Archives mensuelles : novembre 2022

Vous avez dit aphorisme ?

« L’aphorisme, lorsqu’il est bon, c’est un mot heureux, c’est une vérité ironique, c’est un concentré de philosophie, c’est une flèche qui frappe dans le mille, c’est l’intelligence qui cherche une issue et qui la trouve, c’est de l’humour raffiné, c’est un énorme détail, c’est la drôlerie du bref, c’est de l’éthique subtile, c’est la légèreté de la grammaire, c’est du cynisme surplombant, c’est un vers irréfutable, c’est un fragment lucide, c’est l’élégance de la syntaxe, c’est un tour archaïque et moderne à la fois, c’est tout le contraire d’un pavé, c’est une blague sublime, c’est un conte synthétique, c’est de l’esprit scientifique, c’est une pointe mémorable, c’est un jeu de mots révélateur, c’est un paradoxe inquiétant, c’est une autobiographie d’une ligne, c’est une définition inoubliable, c’est de la sagesse lapidaire, c’est de la joie instantanée, c’est un spectacle subversif, c’est la nostalgie du latin, l’aphorisme, lorsqu’il est bon, c’est l’érotisme de l’intelligence. » (Ramón Eder)

Source : Ce 33ème fragment provient « des quelques 60 fragments et aphorismes issus du recueil Ironías, publié en 2016 par Renacimiento, dans la collection « A la Mínima. Ramón Eder »; l’auteur est l’un des plus grands faiseurs d’aphorismes de notre époque.
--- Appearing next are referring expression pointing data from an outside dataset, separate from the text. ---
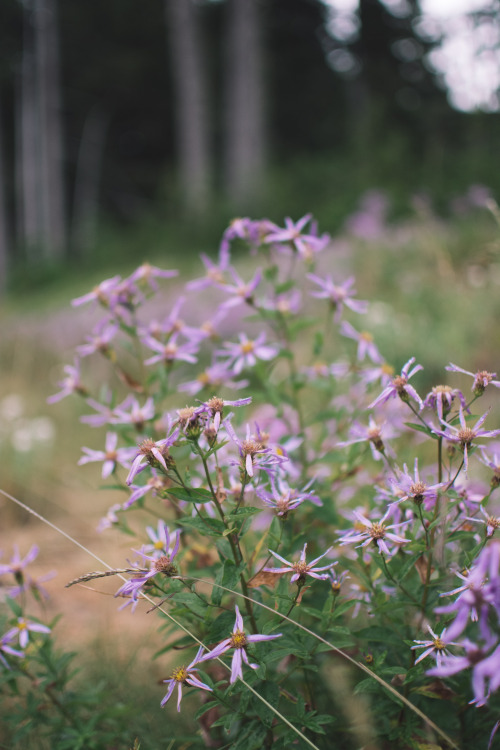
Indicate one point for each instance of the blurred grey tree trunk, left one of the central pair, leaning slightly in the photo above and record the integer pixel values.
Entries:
(190, 103)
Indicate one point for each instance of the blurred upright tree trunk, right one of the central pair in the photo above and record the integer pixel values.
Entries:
(245, 144)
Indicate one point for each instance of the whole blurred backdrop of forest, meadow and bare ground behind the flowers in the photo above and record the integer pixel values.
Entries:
(134, 131)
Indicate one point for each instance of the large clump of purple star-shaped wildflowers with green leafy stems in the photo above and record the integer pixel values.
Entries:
(261, 494)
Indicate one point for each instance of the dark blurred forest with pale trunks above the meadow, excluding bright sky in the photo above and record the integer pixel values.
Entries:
(116, 115)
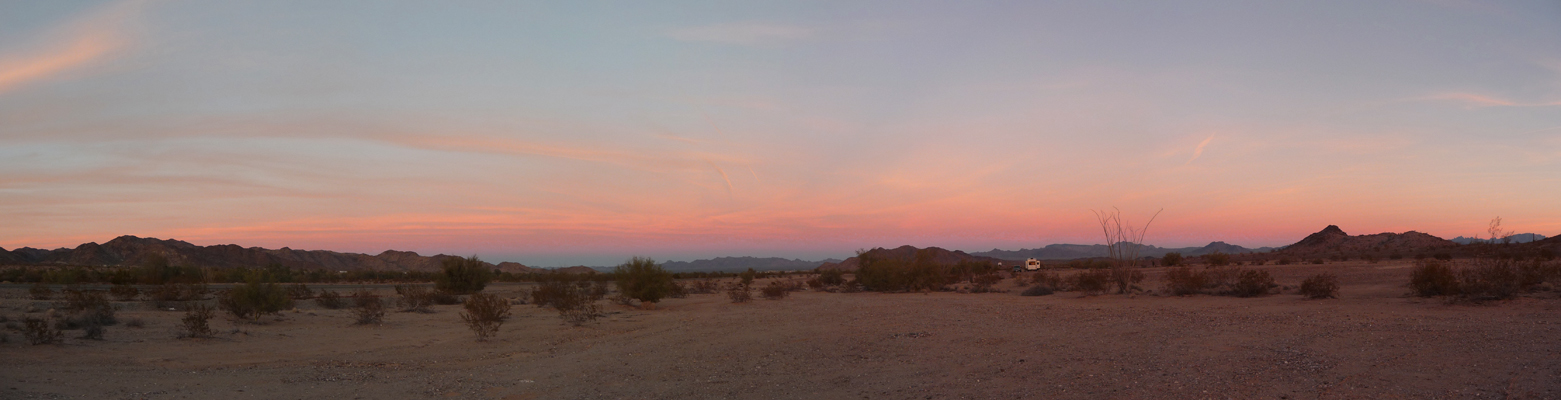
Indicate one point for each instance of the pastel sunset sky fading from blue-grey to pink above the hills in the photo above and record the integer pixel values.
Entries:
(561, 134)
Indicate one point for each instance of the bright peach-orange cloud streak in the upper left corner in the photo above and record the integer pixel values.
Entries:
(80, 43)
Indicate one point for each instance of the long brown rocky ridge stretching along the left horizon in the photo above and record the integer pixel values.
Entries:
(130, 251)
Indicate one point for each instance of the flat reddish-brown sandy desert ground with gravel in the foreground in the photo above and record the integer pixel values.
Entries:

Méconnu en France, il propose un travail humble et ironique de fragmentation langagière du réel et de réflexion sur l’essence du bref contenue dans la formule aphoristique. » (Carole Fillière, Université Toulouse Jean Jaurès, Maîtresse de conférences : Aphorismes, Sélection et traduction de « métaphorismes » de Ramón Eder, in La main de Thôt – n° 06)

Les aphorismes de Bernard Barraud (dit Bernard B)

Un défroqué a toujours un peu mal au culte.

Aujourd’hui je décide que sont ouvertes la chasse aux idées et la pêche à la ligne : les mots n’ont qu’à se tenir à carreau !

Georges Perec aurait pu tirer la chasse d’O mais il a préféré casser des E.

Votre politique de la chaise vide, je m’assois dessus !

Nyctalope : insulte à la nuit.

Les bienheureux, les malheureux et entre les deux les à moitié heureux.

On ne dit pas indifférence mais une différence.

Ma ligne de vie : tantôt une ligne de l’être, tantôt une ligne de maux.

Plus il y a d’éléments de langage moins il y a de langage.

Il suffit d’entendre le mot f’âme pour se convaincre que l’âme y résonne (raisonne) pleinement, contrairement à ce que pourraient dire les z’ommes cons-plotistes.

Combattre le poison des incertitudes avec un antidoute.

Si vous pensez avoir été empoisonnés par un mariage d’argent alors prenez un anti-dot.

Le dérèglement climatique se règle toujours en espèces.

Chaque matin devant mon miroir je me demande combien d’humains vivent sous le seuil de beauté.

La raison a ses failles que Pascal Lafaille ignore.

Dans le train-train de la vie quotidienne on n’a qu’un billet aller-aller.

Je me demande comment l’argent sale peut ne pas avoir d’odeur.

Supprimer l’impôt sur la fortune est une faute de coût.

J’ai enfin trouvé la clef de l’énigme mais ça fait un moment qu’on est passé au digicode.

La clef de l’énigme, oui mais pour quelle porte ?

Les illuminations divines seront chassées par le dieu de la sobriété énergétique.